GitLab Patches High-Severity DoS and SAML 2FA Bypass in Emergency Release
GitLab released versions 18.0.1, 17.11.3, and 17.10.7 on May 21, 2025, fixing multiple security vulnerabilities including a high-severity unauthenticated denial-of-service flaw and a SAML response manipulation bug that bypasses two-factor authentication.

GitLab has released emergency patch versions 18.0.1, 17.11.3, and 17.10.7 for both Community Edition and Enterprise Edition, addressing a total of ten security vulnerabilities. The most critical is CVE-2025-0993, a high-severity issue (CVSS 7.5) that allows an unauthenticated attacker to cause a denial of service by exhausting server resources via an unprotected large blob endpoint. This flaw affects all versions before the patched releases and was reported through GitLab's HackerOne bug bounty program.
Another notable vulnerability is CVE-2024-12093, a medium-severity bug (CVSS 6.8) that enables improper XPath validation, allowing modified SAML responses to bypass two-factor authentication requirements under specialized conditions. This issue has been present since version 11.1 and was reported by researcher joaxcar. The patch also fixes a medium-severity DoS via Discord webhook integration (CVE-2024-7803), an unbounded Kubernetes cluster token DoS (CVE-2025-3111), and an unvalidated notes position DoS (CVE-2025-2853).

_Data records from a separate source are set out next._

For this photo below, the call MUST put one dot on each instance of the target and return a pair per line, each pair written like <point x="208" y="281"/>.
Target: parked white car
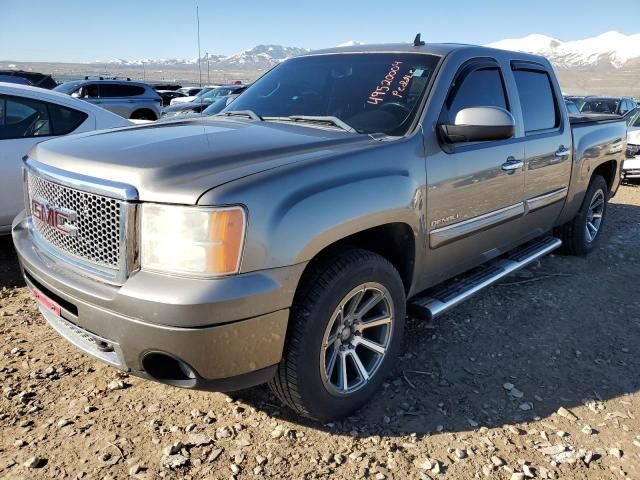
<point x="191" y="98"/>
<point x="29" y="115"/>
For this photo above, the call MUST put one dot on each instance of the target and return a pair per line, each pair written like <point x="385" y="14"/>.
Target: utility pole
<point x="208" y="73"/>
<point x="199" y="62"/>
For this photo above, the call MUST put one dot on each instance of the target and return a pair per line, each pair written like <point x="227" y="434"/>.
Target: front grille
<point x="97" y="238"/>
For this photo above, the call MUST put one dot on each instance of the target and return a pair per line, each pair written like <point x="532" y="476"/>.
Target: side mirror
<point x="479" y="124"/>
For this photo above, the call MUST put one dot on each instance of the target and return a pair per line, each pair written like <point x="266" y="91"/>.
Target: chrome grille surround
<point x="98" y="222"/>
<point x="103" y="246"/>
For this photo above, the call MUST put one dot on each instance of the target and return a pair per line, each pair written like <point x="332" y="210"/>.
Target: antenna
<point x="199" y="58"/>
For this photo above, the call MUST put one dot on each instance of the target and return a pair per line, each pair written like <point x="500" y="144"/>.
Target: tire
<point x="143" y="115"/>
<point x="305" y="380"/>
<point x="573" y="234"/>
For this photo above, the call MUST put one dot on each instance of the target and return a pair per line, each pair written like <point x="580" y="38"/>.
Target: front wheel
<point x="579" y="236"/>
<point x="345" y="331"/>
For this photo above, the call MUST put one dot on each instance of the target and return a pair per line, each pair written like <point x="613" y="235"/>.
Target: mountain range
<point x="612" y="49"/>
<point x="609" y="49"/>
<point x="260" y="56"/>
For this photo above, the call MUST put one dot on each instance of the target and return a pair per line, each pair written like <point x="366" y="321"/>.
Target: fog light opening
<point x="167" y="369"/>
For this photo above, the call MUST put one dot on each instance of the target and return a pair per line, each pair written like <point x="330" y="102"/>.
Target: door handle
<point x="512" y="164"/>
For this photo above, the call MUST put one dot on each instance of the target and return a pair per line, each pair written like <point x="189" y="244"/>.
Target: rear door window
<point x="539" y="108"/>
<point x="25" y="118"/>
<point x="65" y="120"/>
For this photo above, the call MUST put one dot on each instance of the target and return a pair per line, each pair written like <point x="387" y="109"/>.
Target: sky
<point x="90" y="30"/>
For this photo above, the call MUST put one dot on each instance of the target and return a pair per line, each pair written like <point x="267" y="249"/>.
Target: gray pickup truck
<point x="285" y="239"/>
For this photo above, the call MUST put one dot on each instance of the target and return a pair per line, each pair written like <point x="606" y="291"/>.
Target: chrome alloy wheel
<point x="594" y="216"/>
<point x="356" y="339"/>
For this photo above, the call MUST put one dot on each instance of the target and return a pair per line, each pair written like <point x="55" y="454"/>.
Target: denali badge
<point x="56" y="217"/>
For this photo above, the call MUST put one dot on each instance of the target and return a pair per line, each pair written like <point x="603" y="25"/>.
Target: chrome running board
<point x="437" y="300"/>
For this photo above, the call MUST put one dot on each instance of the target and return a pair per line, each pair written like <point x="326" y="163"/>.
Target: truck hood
<point x="177" y="162"/>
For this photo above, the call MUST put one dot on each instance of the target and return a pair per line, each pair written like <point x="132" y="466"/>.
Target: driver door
<point x="475" y="190"/>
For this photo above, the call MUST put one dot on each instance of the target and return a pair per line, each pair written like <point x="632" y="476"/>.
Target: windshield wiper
<point x="327" y="120"/>
<point x="241" y="113"/>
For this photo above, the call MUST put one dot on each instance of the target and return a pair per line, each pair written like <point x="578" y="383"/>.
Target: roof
<point x="441" y="49"/>
<point x="120" y="81"/>
<point x="17" y="89"/>
<point x="605" y="98"/>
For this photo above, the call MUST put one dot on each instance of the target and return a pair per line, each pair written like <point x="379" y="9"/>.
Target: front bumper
<point x="631" y="168"/>
<point x="228" y="333"/>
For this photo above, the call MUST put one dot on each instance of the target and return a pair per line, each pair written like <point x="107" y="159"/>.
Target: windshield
<point x="601" y="105"/>
<point x="371" y="92"/>
<point x="216" y="93"/>
<point x="67" y="87"/>
<point x="203" y="91"/>
<point x="217" y="106"/>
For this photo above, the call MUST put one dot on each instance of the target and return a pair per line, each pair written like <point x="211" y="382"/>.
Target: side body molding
<point x="449" y="233"/>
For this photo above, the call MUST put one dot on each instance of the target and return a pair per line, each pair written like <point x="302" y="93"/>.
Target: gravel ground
<point x="536" y="377"/>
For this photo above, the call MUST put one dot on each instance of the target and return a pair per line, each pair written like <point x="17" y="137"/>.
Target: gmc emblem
<point x="55" y="217"/>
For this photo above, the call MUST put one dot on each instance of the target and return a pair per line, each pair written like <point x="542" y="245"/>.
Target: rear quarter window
<point x="537" y="100"/>
<point x="65" y="120"/>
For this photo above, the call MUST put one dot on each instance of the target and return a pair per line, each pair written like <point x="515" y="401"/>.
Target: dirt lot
<point x="537" y="377"/>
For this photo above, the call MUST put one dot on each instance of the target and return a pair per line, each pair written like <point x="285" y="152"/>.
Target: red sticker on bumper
<point x="46" y="302"/>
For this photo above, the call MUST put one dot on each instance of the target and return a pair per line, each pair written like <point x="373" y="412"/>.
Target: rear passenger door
<point x="548" y="145"/>
<point x="474" y="197"/>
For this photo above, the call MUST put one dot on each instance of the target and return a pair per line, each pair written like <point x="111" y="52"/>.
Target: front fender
<point x="296" y="211"/>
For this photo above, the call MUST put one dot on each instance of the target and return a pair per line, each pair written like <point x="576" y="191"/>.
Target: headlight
<point x="633" y="150"/>
<point x="191" y="240"/>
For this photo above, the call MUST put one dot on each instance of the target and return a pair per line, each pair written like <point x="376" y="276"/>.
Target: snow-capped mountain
<point x="613" y="48"/>
<point x="261" y="56"/>
<point x="351" y="43"/>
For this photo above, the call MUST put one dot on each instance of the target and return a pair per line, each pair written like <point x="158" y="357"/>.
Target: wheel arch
<point x="393" y="241"/>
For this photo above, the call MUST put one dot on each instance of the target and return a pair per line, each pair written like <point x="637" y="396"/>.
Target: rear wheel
<point x="345" y="330"/>
<point x="580" y="236"/>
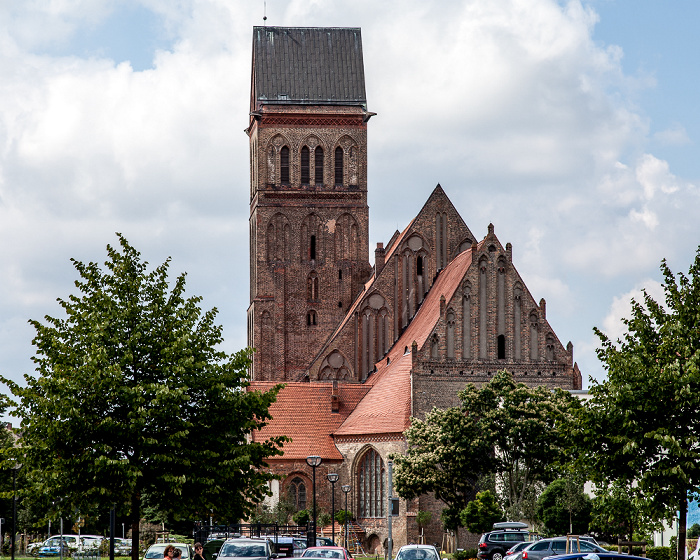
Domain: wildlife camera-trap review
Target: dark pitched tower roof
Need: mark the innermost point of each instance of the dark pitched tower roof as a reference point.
(308, 65)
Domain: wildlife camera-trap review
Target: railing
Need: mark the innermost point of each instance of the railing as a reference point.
(90, 554)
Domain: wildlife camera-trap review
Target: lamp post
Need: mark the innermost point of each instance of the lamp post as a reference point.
(332, 478)
(346, 489)
(14, 511)
(313, 461)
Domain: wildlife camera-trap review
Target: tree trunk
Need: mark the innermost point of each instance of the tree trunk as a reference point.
(682, 517)
(135, 520)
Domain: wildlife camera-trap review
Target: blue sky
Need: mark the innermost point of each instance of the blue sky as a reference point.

Additional fixes address information disclosure risks. CVE-2025-4979 allows an attacker to reveal masked or hidden CI variables in the WebUI by creating their own variable and observing HTTP responses. Another medium-severity issue allows group access controls to bypass two-factor authentication requirements. Low-severity flaws include branch name confusion in confidential merge requests and unauthorized access to job data via GraphQL queries.
GitLab strongly recommends that all self-managed instances upgrade immediately to one of the patched versions. GitLab.com is already running the fixed version, and GitLab Dedicated customers do not need to take action. The company notes that security issue details are made public on their issue tracker 30 days after the patch release.
This patch release comes as GitLab continues to face scrutiny over its security posture. The vulnerabilities were discovered through its bug bounty program, highlighting the importance of community reporting. Organizations running self-managed GitLab instances should prioritize this update to prevent potential DoS attacks and authentication bypasses that could lead to unauthorized access.